A CH-46 Sea Knight helicopter on display outside the MCAS Headquarters building at Marine Corps Air Station Beaufort, S.C., in 2015. (Cpl. Samantha Foster)
(Tribune News Service) — Hundreds of furloughed employees at U.S. Marine Corps bases in Beaufort and Port Royal, S.C., returned to work this week following the 43-day federal government shutdown.
The country’s longest government shutdown, which began Oct. 1, quickly hit home locally when civilian employees who work on local bases were sent home from work. They received no pay during the six weeks they were not on the job.
Chief Warrant Officer Bobby Yarbrough, a spokesman for Marine Corps Recruit Depot Parris Island, said 133 furloughed civilian employees from the Port Royal base alone returned to work on Thursday.
The furloughed employees will receive back pay, Yarbrough said.
Service members were paid for the entire government shutdown.
“We continued to make Marines on time and continued to graduate without issue,” Yarbrough said of base operations during the shutdown.
Marine Corps Recruit Depot Parris Island is the U.S. Marine Corps recruiting and basic training installation for the Eastern Region of the United States. In addition to the roughly 10,000 to 17,000 recruits who are trained each year at the base, 2,000 permanent active-duty Marines and 800 civilian employees work there.
The loss of those civilian employees impacted various sections of the base, including administrative, public works and “outfacing” services like the museum. The ID/CAC Card Processing center, which is responsible for issuing passes and identification cards and registering vehicles of visitors, was also affected, Yarbrough said. The Marines had limited public outreach, however, they did promote events like concerts and the local Veterans Day parade.

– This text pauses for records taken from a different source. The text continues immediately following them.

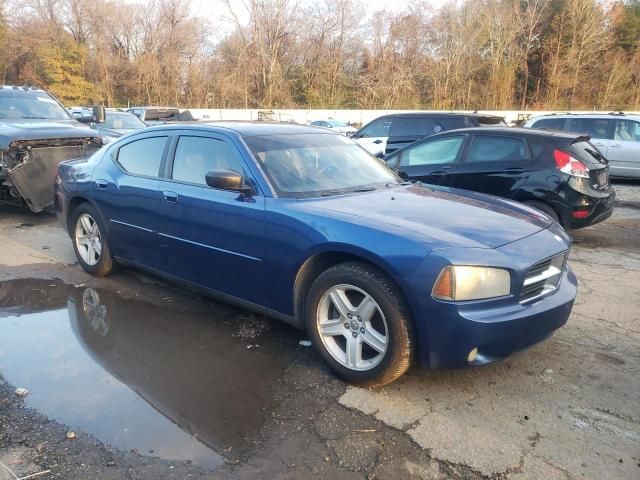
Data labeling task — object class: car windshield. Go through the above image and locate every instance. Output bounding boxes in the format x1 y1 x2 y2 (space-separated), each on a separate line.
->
244 133 399 198
327 120 349 128
0 88 71 120
103 112 146 130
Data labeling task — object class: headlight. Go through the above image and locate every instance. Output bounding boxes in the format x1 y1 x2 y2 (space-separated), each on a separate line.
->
431 266 511 302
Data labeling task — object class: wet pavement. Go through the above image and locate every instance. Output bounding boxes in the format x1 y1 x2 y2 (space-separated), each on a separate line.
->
0 182 640 480
0 279 295 468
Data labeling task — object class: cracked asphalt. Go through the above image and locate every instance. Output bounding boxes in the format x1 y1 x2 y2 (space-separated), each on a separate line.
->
0 182 640 480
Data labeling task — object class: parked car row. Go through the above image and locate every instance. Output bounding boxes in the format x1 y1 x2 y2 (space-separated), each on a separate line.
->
0 83 615 385
385 127 615 229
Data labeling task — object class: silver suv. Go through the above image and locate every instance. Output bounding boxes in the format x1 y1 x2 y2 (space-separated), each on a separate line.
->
524 113 640 178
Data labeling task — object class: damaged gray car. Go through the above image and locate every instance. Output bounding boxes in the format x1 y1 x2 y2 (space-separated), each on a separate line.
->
0 85 102 212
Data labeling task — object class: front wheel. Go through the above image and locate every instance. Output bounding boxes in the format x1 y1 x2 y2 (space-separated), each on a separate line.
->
305 262 414 386
71 203 113 277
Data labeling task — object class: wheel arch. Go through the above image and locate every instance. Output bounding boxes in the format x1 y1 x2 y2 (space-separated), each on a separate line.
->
293 248 416 336
65 195 109 235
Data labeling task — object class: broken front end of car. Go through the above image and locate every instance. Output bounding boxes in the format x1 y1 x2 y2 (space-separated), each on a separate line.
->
0 137 102 212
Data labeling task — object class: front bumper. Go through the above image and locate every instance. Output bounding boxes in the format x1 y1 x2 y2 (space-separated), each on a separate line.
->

The shutdown fell during the 250th anniversary of the founding of the Marine Corps, which was Nov. 10, 1775.
On Wednesday, Parris Island celebrated its uniform pageant day, an annual event in which Marines wear vintage and modern uniforms representing different eras of the Corps history. The 250th anniversary was woven into that event, Yarbrough said.
The base also was scheduled to celebrate the Recruit Training Birthday Ball, a formal event celebrating the service’s founding, on Friday.
David Trail, a spokesman at Marine Corps Air Station Beaufort, said a third of the base’s civilians who are paid with Congressionally-appropriated funds were furloughed during the shutdown and returned to work on Thursday.
Known as “Fightertown East,” MCAS Beaufort is home to F/A-18 Hornets and F-35B Lightning IIs. It supports about 4,000 military personnel, their families and civilian employees.